On March 18, 2014, Turkish daily Hürriyet reported the purchase by National Bank of Greece (NBG) of Soyak Kristal Kule (Soyak Crystal Tower), a 40-floor, 60,000 square-meter office tower in Levent, one of the main business districts in Istanbul. The property was purchased for a reported price of $303M (US) from Koru Property Investments, a subsidiary of Soyak Group in Turkey. Hürriyet reported that NBG intended to use the newly constructed tower as Finansbank's headquarters. The property includes an adjoining 12-floor structure of 30,000 square-meters which is topped by a helipad. The main building's Turkish name, Kristal Kule (Crystal Tower) refers to the glass-sheathed structure's asymmetric, faceted, sloping silhouette. The project used a performance-based building design (PBBD).
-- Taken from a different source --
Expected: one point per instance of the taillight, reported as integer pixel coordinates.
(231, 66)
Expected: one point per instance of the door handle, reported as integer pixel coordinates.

The principal architects were Pei Cobb Freed & Partners. The design, planning, engineering, and consulting firm, Arup, provided project management services for the project.

As of September 30, 2015, Finansbank operated with 647 branches and 13,000 employees. In the third quarter of 2015, Finansbank's profit was 673 million TL; its total loans rose to 57 billion 194 million TL; total assets rose to 90 billion, 410 million TL; customer deposit portfolio rose to 47 billion, 306 million TL; and total equities reached 8 billion 937 million TL.

In late 2015, the National Bank of Greece announced its decision to sell Finansbank to Qatari QNB Group in a deal worth 2.7 billion Euros. On June 15, 2016, the acquisition of Finansbank by the QNB Group was completed.

On October 14, 2024, the bank changed its legal name to QNB Bank A.Ş. and rebranded as QNB, marking the end of the Finansbank brand.